Je trouve une immense photographie sur mon bureau, le super-poster. Ça représente un œil. Une note de Mathias est trombonée après. Je lis : C'est là le maximum que j'ai pu obtenir, j'espère que cela pourra vous être utile.
Je fais un dernier effort pour examiner l'œil béant comme l'au-delà qui m'est proposé. En vague, en flou, en ténu, en ectoplasmique, on distingue un bout de visage dans l'iris. Un visage qu'il me semble reconnaître. J'ai un coup de chaleur dans le poitrail, au niveau de mister Guignol.
— Pinuche !
La Vieillasse qui déjà roupillait se ranime comme le général Franco pendant sa longue croisière en agonie.
— Moui ?
— Regarde au centre de cet œil, tu reconnais ?
Il pousse la conscience jusqu'à chausser ses besicles monobranches dont un verre est remplacé par du scotch :
— On dirait…
— Qui donc ?
— Le docteur Franck Rèche ? Mais je peux me tromper.
— Oui, fais-je, on dirait le docteur Franck Rèche, mais on peut se tromper.
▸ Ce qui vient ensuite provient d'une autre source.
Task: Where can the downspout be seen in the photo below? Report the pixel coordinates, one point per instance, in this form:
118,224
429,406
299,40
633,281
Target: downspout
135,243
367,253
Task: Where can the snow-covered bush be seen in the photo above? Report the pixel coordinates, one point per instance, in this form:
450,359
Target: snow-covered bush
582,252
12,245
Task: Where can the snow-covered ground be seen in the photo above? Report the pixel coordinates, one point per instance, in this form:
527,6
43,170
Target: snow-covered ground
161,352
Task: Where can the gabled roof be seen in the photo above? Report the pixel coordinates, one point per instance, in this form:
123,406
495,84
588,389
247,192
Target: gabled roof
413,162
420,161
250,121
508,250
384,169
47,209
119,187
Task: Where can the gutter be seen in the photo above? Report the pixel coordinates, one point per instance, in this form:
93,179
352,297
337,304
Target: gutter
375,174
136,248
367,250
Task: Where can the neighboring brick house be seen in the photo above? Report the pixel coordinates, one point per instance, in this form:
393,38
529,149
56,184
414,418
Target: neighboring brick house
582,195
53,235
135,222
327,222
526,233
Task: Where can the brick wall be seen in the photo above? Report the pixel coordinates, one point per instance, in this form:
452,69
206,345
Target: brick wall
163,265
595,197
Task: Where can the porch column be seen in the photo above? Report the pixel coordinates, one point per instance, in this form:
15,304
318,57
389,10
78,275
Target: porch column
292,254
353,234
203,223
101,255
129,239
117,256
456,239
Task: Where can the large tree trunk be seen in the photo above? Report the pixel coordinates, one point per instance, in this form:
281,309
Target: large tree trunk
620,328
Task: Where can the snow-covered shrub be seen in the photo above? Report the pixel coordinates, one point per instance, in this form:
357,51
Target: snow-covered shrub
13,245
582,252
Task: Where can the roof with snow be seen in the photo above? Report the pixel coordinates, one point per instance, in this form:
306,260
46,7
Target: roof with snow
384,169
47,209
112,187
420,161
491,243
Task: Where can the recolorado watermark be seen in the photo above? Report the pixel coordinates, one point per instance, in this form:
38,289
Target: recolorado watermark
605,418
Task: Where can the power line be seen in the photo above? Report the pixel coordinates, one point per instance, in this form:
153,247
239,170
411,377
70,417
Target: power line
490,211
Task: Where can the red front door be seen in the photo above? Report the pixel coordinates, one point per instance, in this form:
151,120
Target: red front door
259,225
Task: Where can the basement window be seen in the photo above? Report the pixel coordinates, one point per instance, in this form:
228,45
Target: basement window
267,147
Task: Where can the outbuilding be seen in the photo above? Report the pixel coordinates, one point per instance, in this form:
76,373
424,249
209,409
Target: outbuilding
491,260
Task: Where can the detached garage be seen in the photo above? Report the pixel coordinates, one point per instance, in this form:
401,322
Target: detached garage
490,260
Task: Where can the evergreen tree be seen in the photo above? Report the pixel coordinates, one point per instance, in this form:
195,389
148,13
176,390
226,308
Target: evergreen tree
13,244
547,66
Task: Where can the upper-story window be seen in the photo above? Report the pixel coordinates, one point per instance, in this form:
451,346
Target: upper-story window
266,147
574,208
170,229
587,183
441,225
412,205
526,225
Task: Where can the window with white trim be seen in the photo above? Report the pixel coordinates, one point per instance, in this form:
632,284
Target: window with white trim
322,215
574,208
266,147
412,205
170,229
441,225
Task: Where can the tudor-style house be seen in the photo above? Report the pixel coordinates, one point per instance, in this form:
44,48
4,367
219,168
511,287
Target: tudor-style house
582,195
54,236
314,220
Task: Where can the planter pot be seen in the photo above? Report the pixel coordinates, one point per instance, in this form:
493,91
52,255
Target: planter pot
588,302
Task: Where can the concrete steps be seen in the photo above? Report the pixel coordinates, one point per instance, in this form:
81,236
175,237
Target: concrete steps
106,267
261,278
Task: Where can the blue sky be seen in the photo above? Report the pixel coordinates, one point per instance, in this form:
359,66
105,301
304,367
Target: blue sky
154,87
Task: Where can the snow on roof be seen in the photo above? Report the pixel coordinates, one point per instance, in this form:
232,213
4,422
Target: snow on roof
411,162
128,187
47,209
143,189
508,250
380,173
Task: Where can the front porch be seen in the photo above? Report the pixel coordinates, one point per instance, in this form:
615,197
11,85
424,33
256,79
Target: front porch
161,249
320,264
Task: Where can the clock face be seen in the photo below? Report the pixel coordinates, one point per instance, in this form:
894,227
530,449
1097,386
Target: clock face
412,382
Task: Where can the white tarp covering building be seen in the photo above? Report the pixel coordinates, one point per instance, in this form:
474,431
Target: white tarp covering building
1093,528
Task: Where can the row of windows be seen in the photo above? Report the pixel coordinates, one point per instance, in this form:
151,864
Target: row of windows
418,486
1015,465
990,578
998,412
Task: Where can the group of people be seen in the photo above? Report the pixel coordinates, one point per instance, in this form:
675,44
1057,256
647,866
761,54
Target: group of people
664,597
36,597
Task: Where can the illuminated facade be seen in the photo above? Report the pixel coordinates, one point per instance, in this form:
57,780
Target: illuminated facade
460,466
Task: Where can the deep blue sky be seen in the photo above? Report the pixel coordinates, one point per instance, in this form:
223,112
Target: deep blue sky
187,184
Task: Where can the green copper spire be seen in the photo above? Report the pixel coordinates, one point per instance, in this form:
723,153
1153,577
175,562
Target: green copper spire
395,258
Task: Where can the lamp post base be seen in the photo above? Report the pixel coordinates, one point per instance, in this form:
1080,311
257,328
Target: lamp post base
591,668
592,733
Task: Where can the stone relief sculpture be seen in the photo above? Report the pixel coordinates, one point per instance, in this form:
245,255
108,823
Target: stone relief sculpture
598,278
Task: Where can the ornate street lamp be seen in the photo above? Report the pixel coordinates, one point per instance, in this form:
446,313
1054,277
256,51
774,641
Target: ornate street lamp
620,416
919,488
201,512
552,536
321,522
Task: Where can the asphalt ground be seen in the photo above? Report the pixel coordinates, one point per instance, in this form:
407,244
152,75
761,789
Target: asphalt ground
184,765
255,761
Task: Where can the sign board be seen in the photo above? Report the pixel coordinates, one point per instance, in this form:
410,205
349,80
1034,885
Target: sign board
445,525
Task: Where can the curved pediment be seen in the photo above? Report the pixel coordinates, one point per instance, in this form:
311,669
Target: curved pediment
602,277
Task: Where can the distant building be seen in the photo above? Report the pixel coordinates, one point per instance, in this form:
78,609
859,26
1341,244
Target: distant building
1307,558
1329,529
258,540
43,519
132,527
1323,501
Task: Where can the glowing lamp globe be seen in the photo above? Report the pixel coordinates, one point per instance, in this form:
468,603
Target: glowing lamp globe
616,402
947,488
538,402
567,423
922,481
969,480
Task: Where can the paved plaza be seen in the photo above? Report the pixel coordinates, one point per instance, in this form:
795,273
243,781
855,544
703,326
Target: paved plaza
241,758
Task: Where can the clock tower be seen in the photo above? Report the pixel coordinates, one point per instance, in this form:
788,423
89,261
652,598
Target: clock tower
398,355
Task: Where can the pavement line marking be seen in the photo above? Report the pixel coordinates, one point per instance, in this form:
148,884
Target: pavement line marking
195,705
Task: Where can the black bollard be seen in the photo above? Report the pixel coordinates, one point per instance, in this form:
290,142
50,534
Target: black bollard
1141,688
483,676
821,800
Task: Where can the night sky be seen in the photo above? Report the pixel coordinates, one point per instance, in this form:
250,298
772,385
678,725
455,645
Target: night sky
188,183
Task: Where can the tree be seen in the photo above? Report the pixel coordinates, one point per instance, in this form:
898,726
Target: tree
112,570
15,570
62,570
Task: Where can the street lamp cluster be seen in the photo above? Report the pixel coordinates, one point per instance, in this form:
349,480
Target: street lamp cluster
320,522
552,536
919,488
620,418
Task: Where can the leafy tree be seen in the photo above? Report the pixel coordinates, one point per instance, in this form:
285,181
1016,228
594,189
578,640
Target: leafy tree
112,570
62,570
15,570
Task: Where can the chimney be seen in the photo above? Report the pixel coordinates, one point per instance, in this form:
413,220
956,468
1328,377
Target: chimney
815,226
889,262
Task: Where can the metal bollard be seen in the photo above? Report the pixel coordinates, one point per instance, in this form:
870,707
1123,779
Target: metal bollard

Nous verrons ça quand nous aurons récupéré. Il aura vraiment tout eu, ce pauvre toubib : les Arabes, les juifs, les communistes, sa femme, les nazis, le fisc. Il ne lui manquait plus que d'avoir les poulets.
Un immense cri me tait.
Renseignement pris, c'est Claudette qui vient d'arriver au moment où Alexandre-Benoît Bérurier posait sa robe.
FIN
Comme j'use volontiers de l'expression si j'ose m'exprimer ainsi, en attendant de trouver mieux, dorénavant j'écrirai simplement, histoire de gagner du temps et de la place s j'o m'e a ; tu te rappelleras, Dunœud ?
Cf : La vie privée de Walter Kiozett.
As-tu enfin compris, parvenu à ce stade, ô mon lecteur trébuchant, que si je déconne dans l'indication des chapitres, c'est seulement pour te prouver qu'un chapitre ne sert de rien, que sa numérotation n'a aucune importance, et que si un auteur en fout plein son book , c'est juste pour dire…
Très con, mais je ne guigne pas le fauteuil de M. Maurice Schumann de l'Académie française par désœuvrement.
Tu penses bien que la Félonie n'existe pas. Pas même dans mon imagination. En réalité, il s'agit d'un pseudonyme que j'utilise pour cacher le blaze d'une nation très connue. Pas qu'on m'impute la rupture de relations diplomatiques.